Fugenlose Kante: Möbelbranche wagt den Kantensprung

Fachartikel

Eine der größten Herausforderungen bei der Produktion hochwertiger Möbelplatten ist die sichere Verarbeitung der Kanten. Das Hauptproblem hierbei ist die Kantennaht.

Möbelkanten werden in Kantenanleim-Maschinen nach dem Klebstoffauftrag an die Möbelplatte gefügt. Die Verarbeitung mit diesem Verfahren erzeugt immer eine mehr oder weniger sichtbare Nahtstelle zwischen Platte und Furniermittel und führt früher oder später zum unerwünschten Nachdunkeln der Klebefuge.

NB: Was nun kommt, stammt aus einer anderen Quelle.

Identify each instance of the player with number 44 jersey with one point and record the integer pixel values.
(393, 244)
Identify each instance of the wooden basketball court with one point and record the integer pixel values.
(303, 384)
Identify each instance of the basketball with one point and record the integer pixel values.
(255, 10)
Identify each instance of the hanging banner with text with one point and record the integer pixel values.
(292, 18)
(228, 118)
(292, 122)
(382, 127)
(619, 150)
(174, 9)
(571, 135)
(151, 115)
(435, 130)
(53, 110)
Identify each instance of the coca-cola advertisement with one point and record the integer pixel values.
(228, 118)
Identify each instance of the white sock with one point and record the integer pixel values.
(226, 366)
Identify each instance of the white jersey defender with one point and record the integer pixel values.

Zudem führt der Auftrag von Klebemittel unweigerlich zu kleinen Unebenheiten der Kante. Bei Einsatz von minderwertigen Klebestoffen ist sogar das spätere Abblättern des Furniers möglich. Um diesen Makeln Abhilfe zu schaffen, entwickelte man neue Fertigungsverfahren, die unter anderem moderne Lasertechnik einsetzen.

Die Technik
Ziel ist es also eine optische Nullfuge zwischen Kante und Platte zu erzeugen und auf Klebemittel zu verzichten. Die Antwort darauf ist die Laserkante.
Bei diesem innovativen Verfahren wird die übliche Verleimungsmaschine in der Fertigungsanlage durch einen hocheffizienten Laser ersetzt. Das Verbinden von Platte und Kante erfolgt dabei mit einem zielgerichteten Laserstrahl, der oszillierend eine hauchdünne Funktionsschicht der Kante reaktiviert. Im Anschluss wird diese direkt auf das Werkstück gepresst, so dass diese dauerhaft miteinander verschmelzen. Die Lasertechnologie eröffnet dabei Potentiale im Prozess der Kantenverarbeitung und schafft somit ein qualitativ hochwertiges Produkt, das neue Maßstäbe in Sachen Qualität und Design setzt.

Dieser Qualitätssprung ist auch für Ungeübte mit bloßem Auge sichtbar. Besser gesagt unsichtbar, denn eine Fuge zwischen Plattendeckschicht und Kante ist auf diese Weise nicht mehr auszumachen.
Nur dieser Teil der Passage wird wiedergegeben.